A model grounded in culture and community
Dondo first learned about Indigenous healing practices during her fellowship at the Bush Foundation, when she studied healing practices from around the world to inform Phumulani.
Both African and Native communities believe in healing ancestral wounds, according to Dondo.
“We believe that if you don’t heal the wounds of your grandmother, seven generations as a woman, you cannot start to heal your daughters,” she said.
The seven generations principle is an Iroquois and Anishinaabe belief that an individual should make decisions that will promote the well-being of future generations. Several Indigenous and African communities also believe that a sick individual has the solution to cure themselves within themselves, Dondo said.
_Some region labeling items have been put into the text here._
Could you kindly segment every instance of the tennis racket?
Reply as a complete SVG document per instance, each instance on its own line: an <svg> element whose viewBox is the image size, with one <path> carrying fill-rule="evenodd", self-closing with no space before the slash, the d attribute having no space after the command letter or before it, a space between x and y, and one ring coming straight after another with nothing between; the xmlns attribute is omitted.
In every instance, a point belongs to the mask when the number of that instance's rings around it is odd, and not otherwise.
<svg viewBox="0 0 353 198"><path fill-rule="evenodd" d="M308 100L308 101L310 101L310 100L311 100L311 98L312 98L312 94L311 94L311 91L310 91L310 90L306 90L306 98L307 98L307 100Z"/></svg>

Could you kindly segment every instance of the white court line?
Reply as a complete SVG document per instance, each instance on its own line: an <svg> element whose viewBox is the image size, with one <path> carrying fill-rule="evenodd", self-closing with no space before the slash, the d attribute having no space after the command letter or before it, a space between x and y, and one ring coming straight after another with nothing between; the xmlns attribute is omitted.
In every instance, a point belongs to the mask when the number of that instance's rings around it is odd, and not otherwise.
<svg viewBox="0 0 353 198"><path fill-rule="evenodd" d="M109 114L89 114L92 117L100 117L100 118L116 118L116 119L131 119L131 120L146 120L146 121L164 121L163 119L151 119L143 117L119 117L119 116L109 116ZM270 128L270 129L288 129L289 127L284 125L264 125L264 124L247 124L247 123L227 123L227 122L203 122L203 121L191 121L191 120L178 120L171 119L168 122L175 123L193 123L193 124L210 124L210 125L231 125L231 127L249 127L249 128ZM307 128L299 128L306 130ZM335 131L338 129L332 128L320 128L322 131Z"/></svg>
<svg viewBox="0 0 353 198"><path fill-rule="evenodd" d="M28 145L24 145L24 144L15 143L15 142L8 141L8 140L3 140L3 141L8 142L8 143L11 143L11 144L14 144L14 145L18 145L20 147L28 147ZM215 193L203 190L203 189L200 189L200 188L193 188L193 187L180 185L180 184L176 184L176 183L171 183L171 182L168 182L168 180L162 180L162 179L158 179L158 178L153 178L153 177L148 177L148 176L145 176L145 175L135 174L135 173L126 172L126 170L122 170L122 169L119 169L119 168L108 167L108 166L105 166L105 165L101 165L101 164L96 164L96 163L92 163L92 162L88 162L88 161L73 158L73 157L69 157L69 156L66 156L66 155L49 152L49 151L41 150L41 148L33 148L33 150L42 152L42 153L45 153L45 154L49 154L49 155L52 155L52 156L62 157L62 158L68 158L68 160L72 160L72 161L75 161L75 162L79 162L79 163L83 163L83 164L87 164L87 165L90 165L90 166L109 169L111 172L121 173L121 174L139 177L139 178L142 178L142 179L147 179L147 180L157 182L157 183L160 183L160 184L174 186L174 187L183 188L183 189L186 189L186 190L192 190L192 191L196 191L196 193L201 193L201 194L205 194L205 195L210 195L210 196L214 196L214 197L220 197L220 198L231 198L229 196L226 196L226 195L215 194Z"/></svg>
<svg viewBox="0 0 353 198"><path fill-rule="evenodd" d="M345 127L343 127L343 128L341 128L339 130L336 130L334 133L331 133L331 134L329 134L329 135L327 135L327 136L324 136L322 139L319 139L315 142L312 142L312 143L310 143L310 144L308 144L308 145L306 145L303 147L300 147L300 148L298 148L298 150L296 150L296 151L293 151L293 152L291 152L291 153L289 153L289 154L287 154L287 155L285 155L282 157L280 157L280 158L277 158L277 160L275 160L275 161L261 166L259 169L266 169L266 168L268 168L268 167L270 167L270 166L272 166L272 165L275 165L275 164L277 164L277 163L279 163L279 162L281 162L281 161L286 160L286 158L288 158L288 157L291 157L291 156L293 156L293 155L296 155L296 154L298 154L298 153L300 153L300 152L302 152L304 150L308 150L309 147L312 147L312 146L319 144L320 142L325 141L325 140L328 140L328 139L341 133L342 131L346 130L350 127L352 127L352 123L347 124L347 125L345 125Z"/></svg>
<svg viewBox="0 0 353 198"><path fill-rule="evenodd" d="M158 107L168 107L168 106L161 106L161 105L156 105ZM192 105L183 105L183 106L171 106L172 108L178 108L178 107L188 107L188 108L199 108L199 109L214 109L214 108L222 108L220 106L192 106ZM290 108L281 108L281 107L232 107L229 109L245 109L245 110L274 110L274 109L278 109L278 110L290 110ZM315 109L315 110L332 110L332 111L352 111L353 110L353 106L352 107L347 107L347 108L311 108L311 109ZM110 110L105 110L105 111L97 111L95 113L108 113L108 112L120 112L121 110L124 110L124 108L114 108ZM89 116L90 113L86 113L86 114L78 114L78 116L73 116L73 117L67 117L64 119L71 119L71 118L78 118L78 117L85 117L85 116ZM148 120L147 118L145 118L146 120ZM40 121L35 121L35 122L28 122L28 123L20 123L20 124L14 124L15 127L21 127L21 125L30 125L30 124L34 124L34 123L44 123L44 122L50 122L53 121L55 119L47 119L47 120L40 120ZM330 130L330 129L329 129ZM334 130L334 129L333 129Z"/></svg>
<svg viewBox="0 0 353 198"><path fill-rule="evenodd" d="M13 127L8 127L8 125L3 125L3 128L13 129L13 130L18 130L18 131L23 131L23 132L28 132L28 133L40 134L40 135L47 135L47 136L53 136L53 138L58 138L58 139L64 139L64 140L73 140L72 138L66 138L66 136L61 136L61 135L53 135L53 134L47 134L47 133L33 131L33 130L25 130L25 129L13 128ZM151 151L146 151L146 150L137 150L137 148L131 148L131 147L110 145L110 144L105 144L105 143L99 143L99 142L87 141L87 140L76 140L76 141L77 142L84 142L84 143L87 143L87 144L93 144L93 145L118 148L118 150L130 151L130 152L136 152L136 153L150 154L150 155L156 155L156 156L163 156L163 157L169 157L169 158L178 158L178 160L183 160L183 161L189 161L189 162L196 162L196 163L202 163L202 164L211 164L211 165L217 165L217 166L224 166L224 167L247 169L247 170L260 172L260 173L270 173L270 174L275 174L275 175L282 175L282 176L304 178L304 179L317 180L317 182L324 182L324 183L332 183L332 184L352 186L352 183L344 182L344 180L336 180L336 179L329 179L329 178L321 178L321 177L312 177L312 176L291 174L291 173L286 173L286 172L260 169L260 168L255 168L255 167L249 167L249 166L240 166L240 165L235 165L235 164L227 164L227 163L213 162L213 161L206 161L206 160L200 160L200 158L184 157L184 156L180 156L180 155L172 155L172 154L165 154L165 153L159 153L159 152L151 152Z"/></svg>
Constante, who is also a nutritionist and registered nurse, founded The Nourished Goddess, a women’s health practice focused on removing shame about the menstrual cycle and understanding how each phase of the cycle impacts a woman’s mental and physical health.
Dondo and Constante said healing practices in Native communities, including Indigenous Ecuadorian practices, are closely related to those of African communities.
“When I’m working with Indigenous women, I feel at home,” Dondo said.
Dondo said colonists all around the world have demonized cultural healing practices, but understanding how one’s ancestors healed is essential to growth.
“Let’s decolonize healing work,” Dondo said. “Let’s decolonize how we heal mental health. There’s no one-size-fits-all.”
The healing circles Dondo uses are modeled after tea and coffee ceremonies in Zimbabwe.
Azzahir said 30 years ago, when she founded the Cultural Wellness Center (CWC), where Dondo works part time, the health care system did not recognize cultural healing practices as true medicine, and alternative medicine businesses would be shut down, but now holistic medicine is more widely accepted.
Azzahir, who has participated in many healing circles with Dondo, called healing circles “kinship networks” where no participant is considered more expert or knowledgeable than another, and each woman teaches one another.
“What we think of as a sickness and disease is a family sickness and disease,” Azzahir said.
The future of Phumulani
Dondo recently received a $500,000 grant from Sen. Amy Klobuchar’s office, which she hopes to use to build Phumulani’s first permanent site, which would include emergency housing and a wellness center. Dondo currently rents an office and spaces for healing circles.
Dondo said she hopes Phumulani can begin sharing women’s stories with the broader community.
“It is really my goal to spread this practice throughout Minnesota and throughout as many spaces where the culture is Western in its isolation and individualism,” Dondo said.